Mitch sat in the passenger seat while I was stuck between the men. Our guest rider pointed at an alley beside a four-story brick building with a neon sign advertising a snake. "There. Go into that alley and park in back," he directed Vince.
I looked at the sign as Vince turned us into the dark, narrow alley. "Immortal Reptile?" I read around.
"It refers to the legend that snakes shed their skins and stay immortal," Mitch explained.
The alley came out on a wide road in the center of the city block. A dozen parking spaces were on our left behind the Immortal Reptile, and Vince took the last empty spot. Mitch stepped out and we followed. He nodded at the rear of the building, and I noticed there was a wide metal-rung staircase that led downward to a thick metal basement door.
"The humans go through the front, but those in the know go to the basement," Mitch explained.
Mitch guided us down the stairs and he unlocked it with a thick, large black key. He opened the door and we got our first glimpse of the basement. The large, square, musty room held crates and empty boxes that were stacked to the ceiling. Cobwebs hung from the ceiling and rats scurried to their hiding places. To our right was the stairs that led to the ground floor.
"Those poor human saps don't know what they're missing," I quipped.
Mitch walked over to the far left side of the basement where sat a pile of heavy-looking wooden crates. He turned to us with a grin. "No, they don't." Mitch rapped on the side of the stack of crates and the pile slid away from him to reveal another staircase. Bright, colorful lights erupted from the lower room and illuminated the basement. Mitch gestured to the stairs. "After you."
Vince led the way down the stairs and I followed close behind him. We reached the bottom and beheld a room the size of three city blocks. The room was built like a coliseum with large, circular tiers that led down to a center square platform. The tiers were ten yards wide except for the top on which we stood, and they dropped down six feet for each level. The top tier was twenty yards wide, and the rear walls were covered in slot machines. The tiers below the top held lounge chairs and dining tables, and the areas closest to the center platform were filled with row upon row of theater seats. Stairs connected each platform and allowed the clientele to move freely among each other.
The atmosphere was Bohemian in how everyone mixed with everyone else. At the slots people in suits sat next to hobos, and among the lounge areas were middle-class monsters talking to rich and poor alike. The only thing more unusual than the mingling was the clientele themselves. Every possible creature from more nightmares than I could dream were gathered here in this strange amphitheater of fun. There were harpies, mummies, skeletons, slug creatures, and a myriad of other nightmares. They slithered, crawled, walked, and flew around the coliseum like it was a football game and every tier was a new tailgate party. Every creature was represented but vampires. Besides Vince, I didn't notice any other pale face with red eyes.
What I did notice was that most of the attention in the coliseum was focused on the lowest tier. Atop the center platform sat a giant metal cage, and inside the cage I could just make out two individuals duking it out. The crowd in the seats yelled and screamed as their favorite or adversary fell or won in the square ring. The opponents growled and snarled at one another, and even from this distance I saw they weren't humans but large mythical creatures. One was a sphinx, and the other was a minotaur, and between them was a very bloody ring floor.

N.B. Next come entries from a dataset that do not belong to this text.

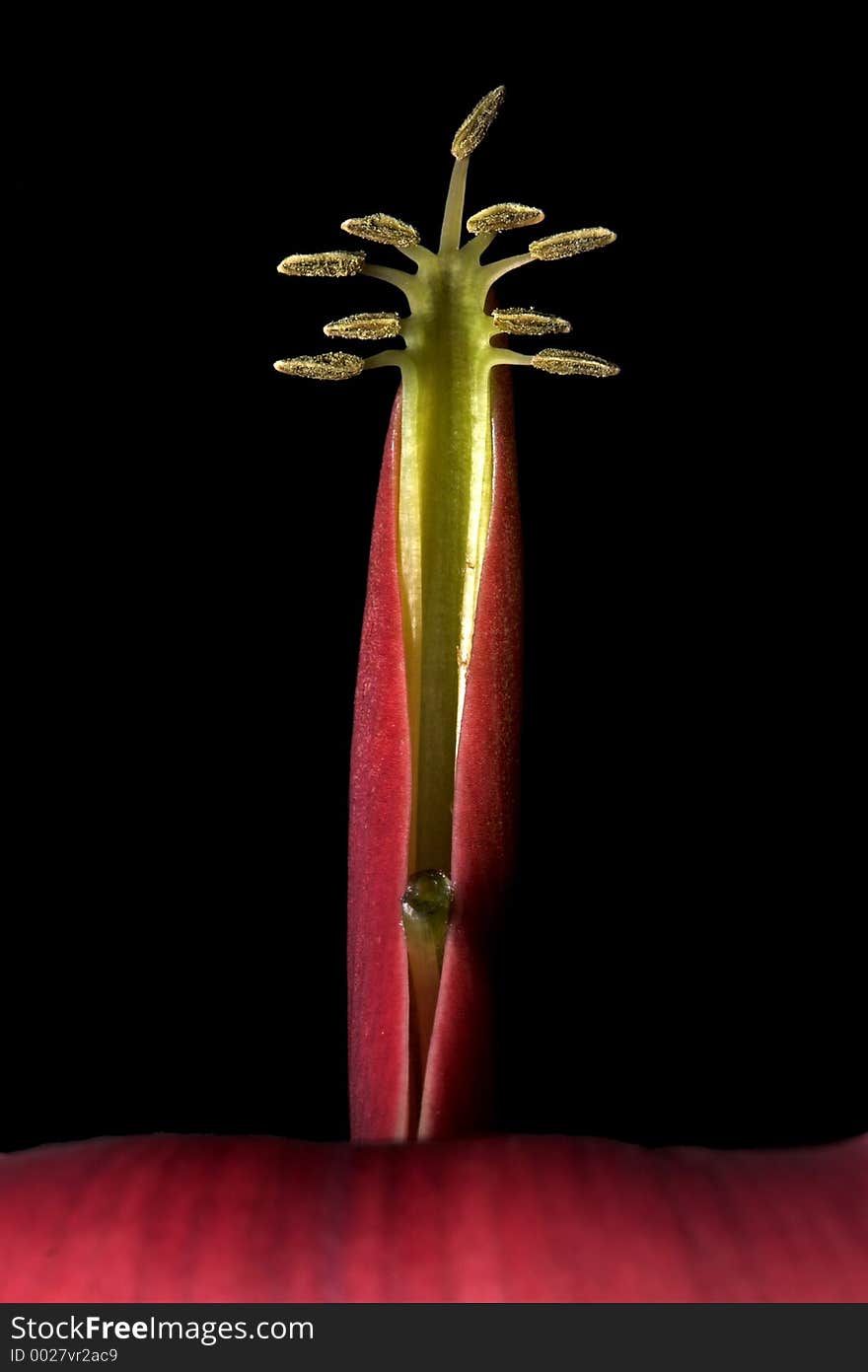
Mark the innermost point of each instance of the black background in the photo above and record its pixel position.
(186, 593)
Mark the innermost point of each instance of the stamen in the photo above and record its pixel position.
(571, 243)
(383, 228)
(477, 123)
(323, 263)
(572, 364)
(517, 320)
(496, 218)
(384, 325)
(326, 367)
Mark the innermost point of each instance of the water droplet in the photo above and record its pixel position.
(428, 897)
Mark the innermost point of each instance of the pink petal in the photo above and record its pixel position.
(204, 1218)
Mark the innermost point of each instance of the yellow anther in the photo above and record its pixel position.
(323, 263)
(477, 123)
(571, 243)
(496, 218)
(326, 367)
(383, 228)
(384, 325)
(573, 364)
(517, 320)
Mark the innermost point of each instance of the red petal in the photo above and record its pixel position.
(459, 1079)
(380, 799)
(180, 1218)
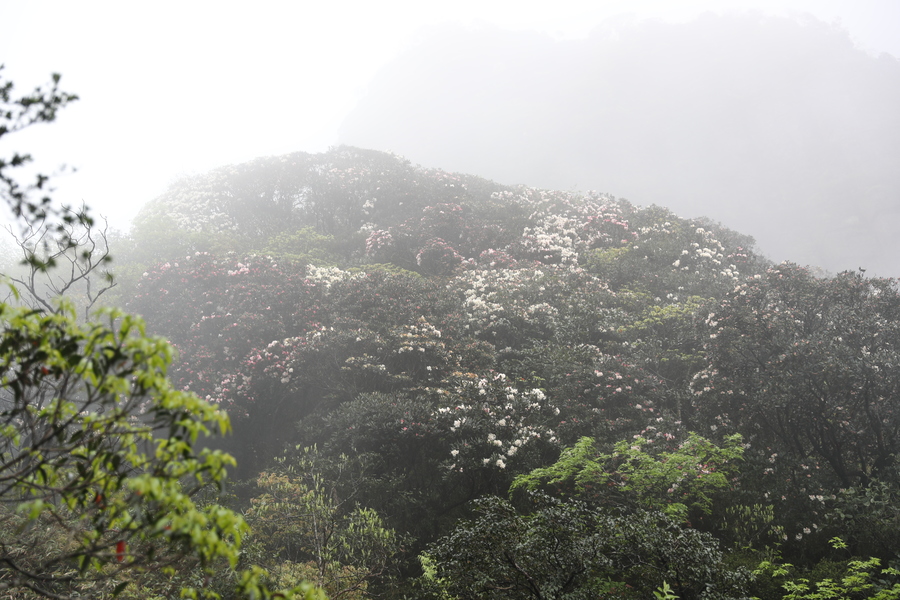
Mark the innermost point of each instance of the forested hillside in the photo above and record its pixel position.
(444, 387)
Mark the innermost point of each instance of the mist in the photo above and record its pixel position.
(781, 128)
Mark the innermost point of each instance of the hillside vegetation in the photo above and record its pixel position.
(445, 387)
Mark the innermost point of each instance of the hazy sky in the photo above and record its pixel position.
(171, 88)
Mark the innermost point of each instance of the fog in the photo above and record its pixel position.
(781, 128)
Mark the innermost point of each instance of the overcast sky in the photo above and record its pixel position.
(172, 88)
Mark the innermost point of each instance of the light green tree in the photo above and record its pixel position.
(99, 460)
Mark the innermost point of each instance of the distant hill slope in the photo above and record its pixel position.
(780, 128)
(351, 207)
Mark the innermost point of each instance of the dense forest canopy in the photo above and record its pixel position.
(481, 390)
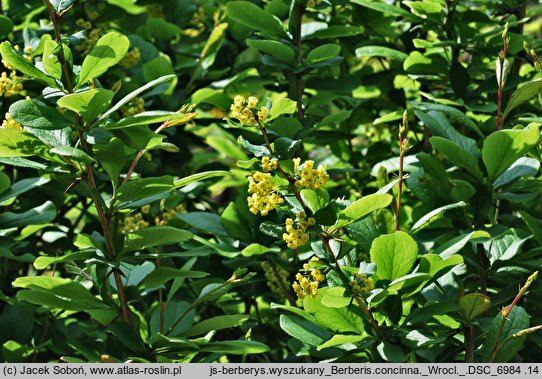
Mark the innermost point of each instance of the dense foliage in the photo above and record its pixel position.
(270, 181)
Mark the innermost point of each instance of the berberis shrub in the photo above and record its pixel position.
(270, 181)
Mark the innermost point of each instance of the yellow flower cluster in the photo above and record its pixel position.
(131, 58)
(308, 176)
(268, 164)
(133, 107)
(10, 85)
(263, 198)
(307, 284)
(10, 123)
(296, 237)
(361, 284)
(243, 110)
(273, 280)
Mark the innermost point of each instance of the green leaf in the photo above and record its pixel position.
(16, 60)
(438, 125)
(162, 275)
(524, 166)
(315, 199)
(112, 158)
(237, 347)
(380, 51)
(323, 52)
(276, 49)
(452, 114)
(523, 94)
(339, 320)
(517, 320)
(61, 5)
(6, 26)
(435, 214)
(255, 18)
(109, 50)
(280, 107)
(304, 330)
(133, 94)
(18, 143)
(254, 249)
(154, 236)
(385, 8)
(37, 115)
(286, 148)
(137, 189)
(215, 323)
(457, 155)
(150, 117)
(35, 216)
(73, 153)
(56, 293)
(204, 221)
(89, 104)
(473, 305)
(391, 352)
(159, 67)
(506, 245)
(361, 208)
(394, 255)
(199, 177)
(334, 298)
(50, 61)
(41, 263)
(341, 339)
(502, 148)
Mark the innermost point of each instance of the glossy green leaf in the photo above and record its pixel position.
(39, 215)
(280, 107)
(323, 52)
(380, 51)
(88, 104)
(304, 330)
(215, 323)
(162, 275)
(37, 115)
(138, 91)
(394, 255)
(274, 48)
(457, 155)
(502, 148)
(56, 293)
(255, 18)
(154, 236)
(434, 215)
(41, 263)
(524, 93)
(517, 320)
(112, 158)
(254, 249)
(16, 60)
(474, 304)
(361, 208)
(109, 50)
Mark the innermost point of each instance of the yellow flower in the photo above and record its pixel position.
(303, 286)
(263, 198)
(296, 237)
(308, 176)
(268, 165)
(10, 85)
(10, 123)
(252, 102)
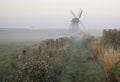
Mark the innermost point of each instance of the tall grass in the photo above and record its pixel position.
(108, 58)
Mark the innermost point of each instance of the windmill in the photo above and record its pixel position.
(75, 21)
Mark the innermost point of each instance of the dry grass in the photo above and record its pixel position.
(108, 58)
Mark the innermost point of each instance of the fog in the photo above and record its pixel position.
(43, 14)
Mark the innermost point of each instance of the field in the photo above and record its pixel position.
(56, 57)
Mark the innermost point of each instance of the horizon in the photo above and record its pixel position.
(51, 14)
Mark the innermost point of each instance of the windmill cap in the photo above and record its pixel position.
(75, 20)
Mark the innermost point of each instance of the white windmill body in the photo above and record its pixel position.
(75, 22)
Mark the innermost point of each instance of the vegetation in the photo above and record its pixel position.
(65, 59)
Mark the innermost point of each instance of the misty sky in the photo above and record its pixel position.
(56, 13)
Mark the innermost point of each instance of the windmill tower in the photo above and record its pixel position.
(75, 22)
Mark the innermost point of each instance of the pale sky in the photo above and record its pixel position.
(56, 13)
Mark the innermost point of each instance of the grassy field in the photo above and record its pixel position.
(64, 60)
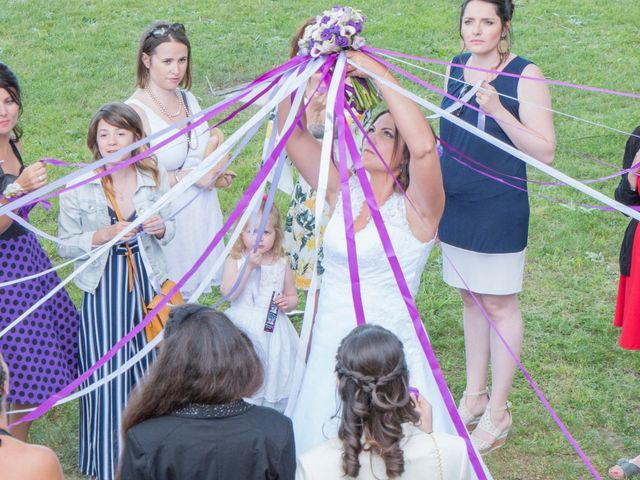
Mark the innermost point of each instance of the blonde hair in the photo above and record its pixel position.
(122, 116)
(275, 219)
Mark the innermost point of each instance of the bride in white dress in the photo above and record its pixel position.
(403, 137)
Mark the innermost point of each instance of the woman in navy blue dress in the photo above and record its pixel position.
(485, 223)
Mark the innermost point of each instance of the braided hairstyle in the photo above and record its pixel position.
(373, 384)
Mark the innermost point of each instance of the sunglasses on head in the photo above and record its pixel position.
(164, 30)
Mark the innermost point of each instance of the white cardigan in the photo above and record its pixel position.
(421, 459)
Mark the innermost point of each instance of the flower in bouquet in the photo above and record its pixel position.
(334, 31)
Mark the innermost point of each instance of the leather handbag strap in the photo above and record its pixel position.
(132, 272)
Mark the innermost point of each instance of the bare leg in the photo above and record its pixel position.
(504, 310)
(21, 432)
(477, 348)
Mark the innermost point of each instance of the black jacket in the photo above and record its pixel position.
(625, 195)
(206, 444)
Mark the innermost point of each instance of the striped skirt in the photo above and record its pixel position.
(108, 314)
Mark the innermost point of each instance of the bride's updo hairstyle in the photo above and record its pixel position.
(504, 10)
(373, 384)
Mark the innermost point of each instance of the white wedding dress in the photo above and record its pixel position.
(317, 401)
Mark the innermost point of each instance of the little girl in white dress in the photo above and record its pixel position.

I jerked my thumb at the coliseum. "Is this legal?"
"No," Vince replied.
"But it's a hell of a lot of fun," Mitch spoke up. He nodded at the wall opposite where we stood. I could barely see a door guarded by a gruff-looking stone golem thing that stood in the closed doorway. "We need to get in there," he told me.
Mitch guided us around the perimeter of the coliseum and over to the guarded door. He smiled at the seven-foot tall golem, but the creature stared back at us with depth-less black eyes and his puffy rock lips pressed together in a perpetual frown. He wore only pants, and the lack of clothes showed off his rock muscles.
"We want to see Lamia," Mitch told the guard.
The golem's voice was deep and gravelly. "Do you have an appointment?" the guard asked Mitch.
"No, but I'm an old friend. You just tell her Mitch is here to see her," Mitch instructed him.
The golem half-turned and pressed his fat finger against a large button below an intercom. "Lady Lamia?"
"What is it?" a smooth, silky female voice answered.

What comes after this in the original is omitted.